This is a parser generator written in JavaScript that generates a JavaScript parser. It uses an intermediate language called 'H1' for describing parsers, so it can potentially be retargetable to other languages/environments.
Features include:
- Documentation.
- Portable architecture.
- Small size.
The executable portion of the code is located in the file releases/spg.js, which can be obtained by cloning the github repository located at https://github.com/raymond1/simple-parser-generator/. The installation instructions for a NodeJS installation and for a browser installation are shown below.
- Make a new package.json file. This can be done with the command
npm init
and pressing enter through all the prompts to use the default options. - Add or set the "type" attribute in the package.json file to the value "module".

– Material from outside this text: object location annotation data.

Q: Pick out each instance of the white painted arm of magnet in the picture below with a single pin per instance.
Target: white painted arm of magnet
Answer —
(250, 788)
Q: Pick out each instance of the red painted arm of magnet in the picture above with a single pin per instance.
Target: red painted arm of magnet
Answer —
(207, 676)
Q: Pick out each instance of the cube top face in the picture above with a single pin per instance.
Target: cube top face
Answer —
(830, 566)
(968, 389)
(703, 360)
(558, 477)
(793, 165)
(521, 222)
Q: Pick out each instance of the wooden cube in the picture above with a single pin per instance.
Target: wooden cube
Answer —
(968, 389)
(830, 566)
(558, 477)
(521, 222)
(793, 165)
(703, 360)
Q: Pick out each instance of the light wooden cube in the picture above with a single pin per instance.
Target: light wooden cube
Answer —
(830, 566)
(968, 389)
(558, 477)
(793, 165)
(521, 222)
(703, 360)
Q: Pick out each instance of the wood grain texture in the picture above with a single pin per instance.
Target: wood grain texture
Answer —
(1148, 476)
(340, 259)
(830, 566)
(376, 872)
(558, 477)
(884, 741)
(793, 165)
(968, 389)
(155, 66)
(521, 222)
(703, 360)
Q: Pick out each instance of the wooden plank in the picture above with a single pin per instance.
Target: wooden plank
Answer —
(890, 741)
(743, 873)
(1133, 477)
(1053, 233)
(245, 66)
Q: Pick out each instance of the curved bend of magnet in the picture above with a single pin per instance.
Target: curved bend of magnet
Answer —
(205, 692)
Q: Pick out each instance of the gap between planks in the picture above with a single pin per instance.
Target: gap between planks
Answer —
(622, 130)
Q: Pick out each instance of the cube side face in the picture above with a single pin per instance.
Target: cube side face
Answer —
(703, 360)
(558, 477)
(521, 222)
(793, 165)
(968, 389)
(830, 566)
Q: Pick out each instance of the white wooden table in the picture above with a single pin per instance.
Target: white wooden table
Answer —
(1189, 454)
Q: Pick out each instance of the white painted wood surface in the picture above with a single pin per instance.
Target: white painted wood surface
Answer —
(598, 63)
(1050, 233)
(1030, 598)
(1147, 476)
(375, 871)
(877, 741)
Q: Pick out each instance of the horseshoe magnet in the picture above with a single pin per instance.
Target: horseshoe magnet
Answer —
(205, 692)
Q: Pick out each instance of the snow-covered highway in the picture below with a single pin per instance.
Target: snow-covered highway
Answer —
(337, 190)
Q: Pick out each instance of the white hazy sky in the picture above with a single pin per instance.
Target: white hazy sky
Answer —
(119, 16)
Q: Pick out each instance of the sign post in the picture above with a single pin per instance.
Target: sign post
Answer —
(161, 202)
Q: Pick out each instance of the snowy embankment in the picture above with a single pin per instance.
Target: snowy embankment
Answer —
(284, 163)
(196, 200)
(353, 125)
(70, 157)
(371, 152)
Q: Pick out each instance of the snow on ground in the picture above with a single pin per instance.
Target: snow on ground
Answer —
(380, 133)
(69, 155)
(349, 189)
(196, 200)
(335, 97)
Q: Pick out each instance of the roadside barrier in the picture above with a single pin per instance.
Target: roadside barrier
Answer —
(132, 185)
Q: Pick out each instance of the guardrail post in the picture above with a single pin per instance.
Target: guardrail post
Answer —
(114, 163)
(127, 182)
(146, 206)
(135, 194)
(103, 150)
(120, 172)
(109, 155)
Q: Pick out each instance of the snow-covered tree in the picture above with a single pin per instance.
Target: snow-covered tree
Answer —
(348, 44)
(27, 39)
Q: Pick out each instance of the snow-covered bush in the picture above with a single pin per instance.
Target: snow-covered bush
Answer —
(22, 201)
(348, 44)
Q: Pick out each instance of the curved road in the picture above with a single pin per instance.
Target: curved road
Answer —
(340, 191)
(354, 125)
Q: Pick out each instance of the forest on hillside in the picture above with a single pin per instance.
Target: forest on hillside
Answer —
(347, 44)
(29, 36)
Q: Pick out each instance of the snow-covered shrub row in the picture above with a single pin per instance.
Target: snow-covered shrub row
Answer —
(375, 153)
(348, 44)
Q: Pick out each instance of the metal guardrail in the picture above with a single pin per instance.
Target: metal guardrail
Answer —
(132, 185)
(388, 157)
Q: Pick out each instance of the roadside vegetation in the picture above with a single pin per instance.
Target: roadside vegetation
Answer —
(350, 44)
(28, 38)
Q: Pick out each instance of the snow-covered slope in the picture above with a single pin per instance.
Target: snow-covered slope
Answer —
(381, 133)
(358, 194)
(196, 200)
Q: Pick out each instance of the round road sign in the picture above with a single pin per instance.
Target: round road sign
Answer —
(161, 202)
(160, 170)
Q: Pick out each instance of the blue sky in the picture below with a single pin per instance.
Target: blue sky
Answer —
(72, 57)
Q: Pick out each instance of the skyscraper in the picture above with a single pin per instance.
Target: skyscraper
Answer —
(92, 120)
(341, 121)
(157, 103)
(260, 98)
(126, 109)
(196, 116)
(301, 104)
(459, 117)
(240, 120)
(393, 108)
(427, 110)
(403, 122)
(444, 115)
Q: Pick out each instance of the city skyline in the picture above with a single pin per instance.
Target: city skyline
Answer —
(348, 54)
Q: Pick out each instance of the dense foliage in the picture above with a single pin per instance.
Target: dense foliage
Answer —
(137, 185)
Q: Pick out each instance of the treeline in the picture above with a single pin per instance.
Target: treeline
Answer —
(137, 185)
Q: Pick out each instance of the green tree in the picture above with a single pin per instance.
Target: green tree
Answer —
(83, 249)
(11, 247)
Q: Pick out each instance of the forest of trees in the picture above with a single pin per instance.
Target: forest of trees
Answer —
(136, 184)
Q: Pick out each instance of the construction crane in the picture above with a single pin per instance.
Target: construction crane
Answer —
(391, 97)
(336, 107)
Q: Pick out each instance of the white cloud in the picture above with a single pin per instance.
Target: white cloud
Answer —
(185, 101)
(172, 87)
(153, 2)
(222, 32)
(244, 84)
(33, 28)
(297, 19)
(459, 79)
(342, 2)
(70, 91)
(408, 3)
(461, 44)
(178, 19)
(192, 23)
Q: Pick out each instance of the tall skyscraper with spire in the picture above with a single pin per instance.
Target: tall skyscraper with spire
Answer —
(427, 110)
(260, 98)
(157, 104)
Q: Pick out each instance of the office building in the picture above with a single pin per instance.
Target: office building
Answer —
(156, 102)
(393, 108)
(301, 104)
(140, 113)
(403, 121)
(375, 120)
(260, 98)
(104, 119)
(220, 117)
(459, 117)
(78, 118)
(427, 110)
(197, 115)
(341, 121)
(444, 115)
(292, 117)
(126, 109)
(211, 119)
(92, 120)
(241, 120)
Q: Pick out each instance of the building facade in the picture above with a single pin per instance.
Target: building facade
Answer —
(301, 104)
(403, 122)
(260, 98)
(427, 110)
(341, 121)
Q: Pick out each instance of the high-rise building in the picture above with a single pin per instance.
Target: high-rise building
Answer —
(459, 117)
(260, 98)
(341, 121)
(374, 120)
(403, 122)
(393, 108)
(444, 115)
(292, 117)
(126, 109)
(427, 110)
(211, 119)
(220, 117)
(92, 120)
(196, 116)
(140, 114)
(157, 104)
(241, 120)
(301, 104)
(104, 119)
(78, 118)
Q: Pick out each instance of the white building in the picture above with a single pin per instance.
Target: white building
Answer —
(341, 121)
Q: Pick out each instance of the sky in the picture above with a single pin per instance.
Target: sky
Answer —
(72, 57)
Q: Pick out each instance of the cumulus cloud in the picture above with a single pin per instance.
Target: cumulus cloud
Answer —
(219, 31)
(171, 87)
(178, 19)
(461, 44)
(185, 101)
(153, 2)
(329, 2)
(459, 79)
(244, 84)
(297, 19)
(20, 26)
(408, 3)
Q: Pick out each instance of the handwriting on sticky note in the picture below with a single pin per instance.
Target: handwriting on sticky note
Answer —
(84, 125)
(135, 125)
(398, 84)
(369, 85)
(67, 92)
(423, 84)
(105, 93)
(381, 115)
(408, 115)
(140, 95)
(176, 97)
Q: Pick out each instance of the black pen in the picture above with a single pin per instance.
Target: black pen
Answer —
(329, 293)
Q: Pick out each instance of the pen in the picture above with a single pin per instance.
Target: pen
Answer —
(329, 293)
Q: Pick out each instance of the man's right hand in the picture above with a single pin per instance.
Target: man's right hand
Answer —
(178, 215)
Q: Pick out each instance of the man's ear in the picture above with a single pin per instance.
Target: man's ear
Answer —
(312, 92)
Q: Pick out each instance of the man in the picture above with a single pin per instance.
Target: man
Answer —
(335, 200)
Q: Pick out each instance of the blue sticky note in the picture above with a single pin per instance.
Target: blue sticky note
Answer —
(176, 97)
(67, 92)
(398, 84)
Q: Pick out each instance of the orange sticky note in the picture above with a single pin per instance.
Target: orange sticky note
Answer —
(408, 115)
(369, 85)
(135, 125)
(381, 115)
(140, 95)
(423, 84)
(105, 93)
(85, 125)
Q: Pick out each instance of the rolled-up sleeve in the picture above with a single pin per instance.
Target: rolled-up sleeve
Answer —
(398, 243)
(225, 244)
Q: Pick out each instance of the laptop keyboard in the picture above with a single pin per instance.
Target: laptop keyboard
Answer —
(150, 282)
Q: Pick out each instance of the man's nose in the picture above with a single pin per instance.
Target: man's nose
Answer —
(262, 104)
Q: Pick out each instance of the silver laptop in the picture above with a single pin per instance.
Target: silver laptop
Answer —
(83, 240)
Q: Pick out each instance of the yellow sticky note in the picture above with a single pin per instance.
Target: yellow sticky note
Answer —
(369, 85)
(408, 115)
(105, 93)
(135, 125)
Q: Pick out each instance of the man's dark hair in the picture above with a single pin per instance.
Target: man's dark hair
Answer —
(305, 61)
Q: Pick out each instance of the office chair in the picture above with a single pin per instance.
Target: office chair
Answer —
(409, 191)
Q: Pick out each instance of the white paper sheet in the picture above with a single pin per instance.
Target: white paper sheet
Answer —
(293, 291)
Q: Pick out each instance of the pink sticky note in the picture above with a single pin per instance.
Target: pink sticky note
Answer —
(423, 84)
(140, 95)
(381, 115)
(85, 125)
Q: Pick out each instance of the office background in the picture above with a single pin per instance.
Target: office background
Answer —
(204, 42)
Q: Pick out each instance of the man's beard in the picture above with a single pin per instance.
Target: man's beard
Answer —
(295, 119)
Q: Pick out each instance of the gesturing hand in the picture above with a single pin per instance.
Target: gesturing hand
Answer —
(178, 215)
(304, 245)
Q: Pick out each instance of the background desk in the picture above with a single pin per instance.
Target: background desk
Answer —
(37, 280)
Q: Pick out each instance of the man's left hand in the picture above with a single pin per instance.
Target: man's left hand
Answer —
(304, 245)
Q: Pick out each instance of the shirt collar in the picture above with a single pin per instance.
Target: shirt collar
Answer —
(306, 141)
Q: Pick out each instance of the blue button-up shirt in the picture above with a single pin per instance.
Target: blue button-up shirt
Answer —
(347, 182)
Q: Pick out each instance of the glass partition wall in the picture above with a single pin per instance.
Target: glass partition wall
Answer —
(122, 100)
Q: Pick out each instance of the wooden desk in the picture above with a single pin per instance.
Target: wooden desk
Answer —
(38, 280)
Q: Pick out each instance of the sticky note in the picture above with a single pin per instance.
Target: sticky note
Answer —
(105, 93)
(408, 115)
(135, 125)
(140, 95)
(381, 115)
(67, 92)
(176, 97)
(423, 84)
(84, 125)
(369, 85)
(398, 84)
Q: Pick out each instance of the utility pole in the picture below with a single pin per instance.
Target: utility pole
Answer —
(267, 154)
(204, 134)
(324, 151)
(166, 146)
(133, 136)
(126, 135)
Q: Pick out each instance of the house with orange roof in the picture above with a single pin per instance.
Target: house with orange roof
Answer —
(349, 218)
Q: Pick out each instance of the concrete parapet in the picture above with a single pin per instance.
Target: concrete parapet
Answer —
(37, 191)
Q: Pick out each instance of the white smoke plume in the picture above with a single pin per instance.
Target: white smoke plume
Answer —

- In a terminal, run the command
npm install git+https://github.com/raymond1/simple-parser-generator.git
- At this point, the simple parser generator should be installed. To use it, create a file called index.js and use an import statement. For example:
import {ParserGenerator} from 'simple-parser-generator'
- Set up a web server that can serve HTML and JavaScript pages with the correct Content-Type headers.
- Create a small website containing an index.html file and put it into the document root or public_html folder or other folder where your web server will be serving.
- Clone the https://github.com/raymond1/simple-parser-generator repository.
- Copy the file releases/spg.js into the folder that your web server is serving.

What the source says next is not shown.